Question

How about another sequence... (equation to follow)

Answer 1

Use \[\sum_{n=1}^{\infty} (n-1)/(2^{n+1})=1/2 \]
to calculate
\[\sum_{n=1}^{\infty}n/2^n\]

I know the answer is 2, but not sure how to calculate.

Thanks,

Answer 2

Sorry lol hav no idea.

Answer 3

If the first equation is (A) and second equation is (B), I already know that (A) = 1/2. Since (A) = (B) - [(n+1)/(2^k+1)] I can get through some algebra... But I don't htink taht's helping. I'll come back to it later I guess!

Answer 4

n * 2^(-n)

the sum of a product is the product of the sums; right? i never remember that correctly

Answer 5

I thought that the sum would be infinite, since you can always group the resulting fractions to make 1/2 (or 1/4 or whatever). So I'm confused. :)

Answer 6

you mean a telescoping sum? maybe

Answer 7

telesco[ing would have to have an alternating +- tho ... so that ideas off

Answer 8

Right. THat's how I got to (A) = 1/2.

Answer 9

Crap I have to go to a meeting. Thanks for thinking about this and responding. I'll check it out when I get back.

Answer 10

1/2

1/2 + 2/4 = (2+2)/4

(2+2)/4 + 3/8 = (4+4+3)/8

(4+4+3)/8 + 4/16 = (8+8+6+4)/16

sooo

(16+16+12+8+5)/32

double the top, double the bottom, add the next "n" to the top

(32+32+24+16+10+6)/64

\[a_{n+1}=\frac{2(a_n)+(n+1)}{2^{n+1}}\]
looks like something that might be a hassle to iron out into partial sums

Answer 11

\[\sum_{n=1}^{\infty} (n-1)/(2^{n+1})=1/2\]

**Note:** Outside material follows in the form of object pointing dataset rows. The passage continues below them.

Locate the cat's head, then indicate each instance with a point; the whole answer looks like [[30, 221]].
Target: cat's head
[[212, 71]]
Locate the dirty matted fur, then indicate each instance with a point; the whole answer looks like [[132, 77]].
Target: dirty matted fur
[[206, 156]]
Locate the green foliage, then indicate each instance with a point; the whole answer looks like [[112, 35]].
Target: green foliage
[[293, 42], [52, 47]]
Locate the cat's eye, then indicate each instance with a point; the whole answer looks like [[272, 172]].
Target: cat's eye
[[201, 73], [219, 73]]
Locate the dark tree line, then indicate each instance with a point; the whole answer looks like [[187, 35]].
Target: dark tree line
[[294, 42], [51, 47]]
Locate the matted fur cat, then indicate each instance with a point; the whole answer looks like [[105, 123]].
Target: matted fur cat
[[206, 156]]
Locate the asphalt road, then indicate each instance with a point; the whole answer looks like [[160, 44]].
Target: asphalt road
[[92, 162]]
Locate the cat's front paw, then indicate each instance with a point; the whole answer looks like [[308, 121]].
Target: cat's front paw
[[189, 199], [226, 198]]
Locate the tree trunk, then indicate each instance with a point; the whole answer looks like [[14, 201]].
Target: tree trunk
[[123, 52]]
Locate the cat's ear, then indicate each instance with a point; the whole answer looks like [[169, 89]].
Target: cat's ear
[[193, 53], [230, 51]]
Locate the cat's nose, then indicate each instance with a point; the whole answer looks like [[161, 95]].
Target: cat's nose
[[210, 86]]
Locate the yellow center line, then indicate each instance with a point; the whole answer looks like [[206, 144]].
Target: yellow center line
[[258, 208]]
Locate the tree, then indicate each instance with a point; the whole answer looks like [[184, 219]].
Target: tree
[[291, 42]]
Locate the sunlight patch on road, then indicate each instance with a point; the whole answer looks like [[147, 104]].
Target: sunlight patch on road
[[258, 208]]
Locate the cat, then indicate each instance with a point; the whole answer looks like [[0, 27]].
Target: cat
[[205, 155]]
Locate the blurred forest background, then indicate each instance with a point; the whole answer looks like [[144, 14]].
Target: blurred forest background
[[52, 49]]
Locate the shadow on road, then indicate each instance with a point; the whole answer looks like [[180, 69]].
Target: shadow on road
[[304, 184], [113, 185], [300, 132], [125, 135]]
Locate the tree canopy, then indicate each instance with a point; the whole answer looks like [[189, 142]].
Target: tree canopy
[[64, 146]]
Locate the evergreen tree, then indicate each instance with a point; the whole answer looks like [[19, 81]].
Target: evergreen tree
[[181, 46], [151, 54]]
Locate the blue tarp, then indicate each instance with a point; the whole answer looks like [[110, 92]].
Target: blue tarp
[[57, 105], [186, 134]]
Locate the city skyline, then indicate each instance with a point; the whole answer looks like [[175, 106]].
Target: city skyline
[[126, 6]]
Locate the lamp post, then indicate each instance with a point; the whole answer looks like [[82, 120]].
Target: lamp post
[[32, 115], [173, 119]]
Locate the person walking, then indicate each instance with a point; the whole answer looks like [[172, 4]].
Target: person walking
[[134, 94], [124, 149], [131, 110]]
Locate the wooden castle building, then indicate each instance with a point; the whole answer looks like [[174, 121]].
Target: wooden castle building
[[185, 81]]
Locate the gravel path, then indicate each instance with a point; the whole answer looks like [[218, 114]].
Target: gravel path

\[\sum_{n=1}^{\infty} n/2^{n+1} -\sum_{n=1}^{\infty} 1/2^{n+1} =1/2\]
\[\sum_{n=1}^{\infty} 1/2^{n+1} =1/2\hspace{1cm}\text{ geometric sum}\]

\[\Rightarrow\sum_{n=1}^{\infty} n/2^{n+1} =1\]
\[\Rightarrow\frac{1}{2}\sum_{n=1}^{\infty} n/2^{n} =1\]
\[\Rightarrow\sum_{n=1}^{\infty} n/2^{n} =2\]

Answer 12

i can never seem to get those things to stick in my head :)